Interestingly enough, Nonoy did not talk much on our way back to Mulanay. For about a couple of miles, he dozed off. We got back home as the sun was ready to streak the summer sky. It turned out that the house where Nonoy resides was next to ours. There were lights in their house and people huddled inside. Nonoy jumped out of the truck, bubbly and anxious to boast of the day’s adventures.
Pedring died that morning of snake bite; he didn’t make it to the hospital in San Ignacio. I decided to pay my respects the next day.
On the seventh day, Pedring was buried at the public cemetery. When the crowd dispersed, Nonoy laughed — a positively triumphant laugh that hiked up into a guffaw before it subsided to a smug smile. In the absence of clear lines separating madness and sanity, truth does not seem pretty.
About the best thing that I could do during the days following Pedring’s burial was to take my camera and capture what passed as Mulanay’s daily circumstances — people who were too glad to be photographed, objects reshot on a different light, and Father when he wasn’t looking. Nonoy had attached himself to me like a leech, a wobbling creature, decidedly grownup, with eyes infinitely curious for a hardly enriched mind. What else can kill him? Nothing, because fate had screwed him for life.

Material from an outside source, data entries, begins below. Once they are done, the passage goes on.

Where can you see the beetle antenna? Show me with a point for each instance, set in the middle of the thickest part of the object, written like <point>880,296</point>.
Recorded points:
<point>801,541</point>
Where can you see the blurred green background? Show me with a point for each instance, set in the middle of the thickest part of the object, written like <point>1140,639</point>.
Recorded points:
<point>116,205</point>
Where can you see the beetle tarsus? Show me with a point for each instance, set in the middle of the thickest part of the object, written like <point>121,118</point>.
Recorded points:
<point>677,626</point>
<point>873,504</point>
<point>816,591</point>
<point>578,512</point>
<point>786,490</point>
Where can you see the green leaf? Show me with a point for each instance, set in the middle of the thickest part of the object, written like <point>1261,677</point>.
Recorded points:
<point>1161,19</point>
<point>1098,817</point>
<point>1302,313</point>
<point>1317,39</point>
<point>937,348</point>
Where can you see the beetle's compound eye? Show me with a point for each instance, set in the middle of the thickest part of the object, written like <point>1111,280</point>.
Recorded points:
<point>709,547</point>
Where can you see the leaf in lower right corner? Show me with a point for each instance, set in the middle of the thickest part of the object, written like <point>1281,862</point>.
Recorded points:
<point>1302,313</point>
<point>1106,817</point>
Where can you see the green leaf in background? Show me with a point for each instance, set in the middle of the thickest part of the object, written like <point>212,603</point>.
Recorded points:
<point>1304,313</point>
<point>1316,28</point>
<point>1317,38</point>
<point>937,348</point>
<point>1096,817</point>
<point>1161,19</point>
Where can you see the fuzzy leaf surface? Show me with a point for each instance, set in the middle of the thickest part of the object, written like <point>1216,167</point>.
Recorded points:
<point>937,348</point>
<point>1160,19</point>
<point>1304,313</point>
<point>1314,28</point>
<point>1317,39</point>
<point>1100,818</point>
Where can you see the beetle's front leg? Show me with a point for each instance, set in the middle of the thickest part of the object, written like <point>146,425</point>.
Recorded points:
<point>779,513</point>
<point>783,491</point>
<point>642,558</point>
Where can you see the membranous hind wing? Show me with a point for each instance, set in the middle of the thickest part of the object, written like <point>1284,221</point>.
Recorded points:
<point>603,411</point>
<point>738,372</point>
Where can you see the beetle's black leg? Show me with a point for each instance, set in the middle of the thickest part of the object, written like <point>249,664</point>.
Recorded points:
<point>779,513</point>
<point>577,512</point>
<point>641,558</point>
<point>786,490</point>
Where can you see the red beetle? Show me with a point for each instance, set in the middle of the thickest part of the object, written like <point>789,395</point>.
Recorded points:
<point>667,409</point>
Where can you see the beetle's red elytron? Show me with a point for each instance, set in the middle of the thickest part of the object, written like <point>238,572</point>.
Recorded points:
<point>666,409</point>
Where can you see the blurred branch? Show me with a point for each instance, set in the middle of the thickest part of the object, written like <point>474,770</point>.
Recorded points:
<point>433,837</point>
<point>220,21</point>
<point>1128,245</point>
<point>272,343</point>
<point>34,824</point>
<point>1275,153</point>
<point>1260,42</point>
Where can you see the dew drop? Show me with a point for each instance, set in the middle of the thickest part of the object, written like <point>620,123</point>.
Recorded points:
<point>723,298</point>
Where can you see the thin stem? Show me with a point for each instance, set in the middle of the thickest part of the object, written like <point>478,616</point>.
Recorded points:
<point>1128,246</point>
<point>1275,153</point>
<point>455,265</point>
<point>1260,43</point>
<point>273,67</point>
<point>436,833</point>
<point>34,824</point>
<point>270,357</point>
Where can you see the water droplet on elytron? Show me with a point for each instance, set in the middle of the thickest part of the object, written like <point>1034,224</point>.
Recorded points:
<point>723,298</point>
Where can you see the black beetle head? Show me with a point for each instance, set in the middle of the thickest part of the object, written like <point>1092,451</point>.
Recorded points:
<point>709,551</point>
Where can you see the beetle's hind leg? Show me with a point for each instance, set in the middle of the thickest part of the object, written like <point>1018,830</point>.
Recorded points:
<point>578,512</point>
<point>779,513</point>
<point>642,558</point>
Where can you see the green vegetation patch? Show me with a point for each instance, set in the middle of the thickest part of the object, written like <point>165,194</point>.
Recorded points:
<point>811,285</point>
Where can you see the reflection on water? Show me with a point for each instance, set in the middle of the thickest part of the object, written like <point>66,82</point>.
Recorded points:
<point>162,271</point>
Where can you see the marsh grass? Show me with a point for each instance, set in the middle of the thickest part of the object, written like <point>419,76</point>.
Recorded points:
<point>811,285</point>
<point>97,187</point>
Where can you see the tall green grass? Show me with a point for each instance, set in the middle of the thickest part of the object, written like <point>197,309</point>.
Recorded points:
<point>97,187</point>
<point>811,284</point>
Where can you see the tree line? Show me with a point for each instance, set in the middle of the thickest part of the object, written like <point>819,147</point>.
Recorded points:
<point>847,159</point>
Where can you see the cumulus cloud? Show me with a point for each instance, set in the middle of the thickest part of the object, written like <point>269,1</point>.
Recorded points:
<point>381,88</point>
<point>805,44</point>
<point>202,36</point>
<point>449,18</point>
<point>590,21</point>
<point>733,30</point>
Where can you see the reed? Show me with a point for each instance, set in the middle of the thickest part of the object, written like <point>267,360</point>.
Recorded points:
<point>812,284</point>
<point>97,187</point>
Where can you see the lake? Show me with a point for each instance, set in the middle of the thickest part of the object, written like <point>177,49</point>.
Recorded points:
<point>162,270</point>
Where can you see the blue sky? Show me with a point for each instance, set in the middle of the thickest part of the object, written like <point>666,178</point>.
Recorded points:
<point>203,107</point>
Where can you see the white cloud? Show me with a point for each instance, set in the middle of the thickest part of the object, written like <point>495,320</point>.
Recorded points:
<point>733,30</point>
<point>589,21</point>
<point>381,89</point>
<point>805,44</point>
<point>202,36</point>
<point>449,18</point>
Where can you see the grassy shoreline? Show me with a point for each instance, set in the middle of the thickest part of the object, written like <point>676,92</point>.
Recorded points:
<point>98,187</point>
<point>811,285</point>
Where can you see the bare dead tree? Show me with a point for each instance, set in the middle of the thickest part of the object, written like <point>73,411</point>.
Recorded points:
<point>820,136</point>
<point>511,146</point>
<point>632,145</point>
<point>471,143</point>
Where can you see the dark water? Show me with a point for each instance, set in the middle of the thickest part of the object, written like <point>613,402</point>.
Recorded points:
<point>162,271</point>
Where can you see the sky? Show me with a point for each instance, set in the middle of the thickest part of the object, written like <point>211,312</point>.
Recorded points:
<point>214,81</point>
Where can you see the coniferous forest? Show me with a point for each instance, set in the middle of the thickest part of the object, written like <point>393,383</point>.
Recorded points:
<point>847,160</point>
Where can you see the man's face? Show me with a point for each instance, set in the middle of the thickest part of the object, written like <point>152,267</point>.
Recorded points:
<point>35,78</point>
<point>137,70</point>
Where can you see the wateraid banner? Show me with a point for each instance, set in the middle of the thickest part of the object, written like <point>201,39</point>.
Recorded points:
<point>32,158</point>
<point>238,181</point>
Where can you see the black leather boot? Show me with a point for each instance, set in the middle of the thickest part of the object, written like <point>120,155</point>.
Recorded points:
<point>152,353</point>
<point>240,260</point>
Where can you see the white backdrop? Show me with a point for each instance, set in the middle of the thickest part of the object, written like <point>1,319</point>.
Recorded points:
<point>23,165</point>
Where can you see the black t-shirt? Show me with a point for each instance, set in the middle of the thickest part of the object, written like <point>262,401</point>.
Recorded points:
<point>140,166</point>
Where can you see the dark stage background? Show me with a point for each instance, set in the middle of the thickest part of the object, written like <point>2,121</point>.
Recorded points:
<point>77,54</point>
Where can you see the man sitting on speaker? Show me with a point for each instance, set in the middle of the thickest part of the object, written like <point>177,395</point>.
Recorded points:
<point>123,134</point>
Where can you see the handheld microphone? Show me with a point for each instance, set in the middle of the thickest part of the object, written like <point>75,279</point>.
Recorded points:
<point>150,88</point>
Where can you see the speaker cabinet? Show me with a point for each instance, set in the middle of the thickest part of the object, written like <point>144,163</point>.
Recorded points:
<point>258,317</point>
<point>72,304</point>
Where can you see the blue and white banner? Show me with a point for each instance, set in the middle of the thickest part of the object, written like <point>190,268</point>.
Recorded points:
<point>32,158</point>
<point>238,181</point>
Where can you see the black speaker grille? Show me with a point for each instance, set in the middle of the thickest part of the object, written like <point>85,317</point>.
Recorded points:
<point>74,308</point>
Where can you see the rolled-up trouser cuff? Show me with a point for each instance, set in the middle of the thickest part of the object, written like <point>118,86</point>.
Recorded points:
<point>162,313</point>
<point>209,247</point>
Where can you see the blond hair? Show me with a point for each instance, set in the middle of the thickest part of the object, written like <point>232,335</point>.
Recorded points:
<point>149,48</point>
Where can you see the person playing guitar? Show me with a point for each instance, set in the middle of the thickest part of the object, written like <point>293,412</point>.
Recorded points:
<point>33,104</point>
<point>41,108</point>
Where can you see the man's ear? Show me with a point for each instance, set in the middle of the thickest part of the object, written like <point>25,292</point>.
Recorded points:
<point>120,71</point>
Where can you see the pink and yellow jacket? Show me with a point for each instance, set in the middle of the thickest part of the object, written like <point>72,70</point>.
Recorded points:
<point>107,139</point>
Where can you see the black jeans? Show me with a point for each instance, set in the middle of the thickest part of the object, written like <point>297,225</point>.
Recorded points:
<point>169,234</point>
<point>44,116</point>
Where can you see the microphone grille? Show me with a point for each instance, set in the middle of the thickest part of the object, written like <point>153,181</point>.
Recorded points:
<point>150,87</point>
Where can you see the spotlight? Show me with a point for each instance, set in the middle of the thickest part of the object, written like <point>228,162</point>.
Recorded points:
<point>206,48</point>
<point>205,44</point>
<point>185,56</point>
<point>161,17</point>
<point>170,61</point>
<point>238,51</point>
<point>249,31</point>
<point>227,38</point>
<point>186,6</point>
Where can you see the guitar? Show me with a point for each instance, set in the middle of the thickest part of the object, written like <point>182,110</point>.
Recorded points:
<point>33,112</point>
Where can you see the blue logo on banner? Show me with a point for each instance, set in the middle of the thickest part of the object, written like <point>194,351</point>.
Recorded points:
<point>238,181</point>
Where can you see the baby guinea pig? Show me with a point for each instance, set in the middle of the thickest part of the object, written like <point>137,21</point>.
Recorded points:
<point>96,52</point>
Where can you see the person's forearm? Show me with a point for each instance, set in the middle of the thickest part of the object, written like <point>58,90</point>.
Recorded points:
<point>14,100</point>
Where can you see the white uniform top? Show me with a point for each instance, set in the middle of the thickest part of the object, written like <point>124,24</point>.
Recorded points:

After lunch I was all set to leave Mulanay. Father’s coughing was less frequent now as he had tried to suppress the urge to smoke. In an odd way, I have gradually come to a feeling that life — mine, Nonoy’s, and everybody else’s — will always be conflictive and contradictory, that letting it flow, letting it be, might actually ease up life’s ordinary functions. That to overdramatize wounds over the loss of a loved one, of a childhood, grief, and nuances of failure when they could simply remain marginalized, can further life’s dip.

I was revving the engine when Father came up to me. He said, “Take care of yourself. I hope you can visit again.”
I looked at him. His eyes had lapsed into a sort of dazed stare, an escape, maybe, a way to unfocus his fear and his own vulnerability. For a moment I considered the prudent response. The answer came in the form of a hug. That was an erasure that needed no scrutiny.
Nonoy stood by the road, holding the small dog I bought for him yesterday. I stopped the truck and patted the puppy.
“Goodbye, Nonoy,” I said.
Nonoy was quietly stroking his new pet, the sadness of goodbye palpable on his face. I got back to my truck and sped away, leaving Nonoy — a huge figure in the haze of the summer dust.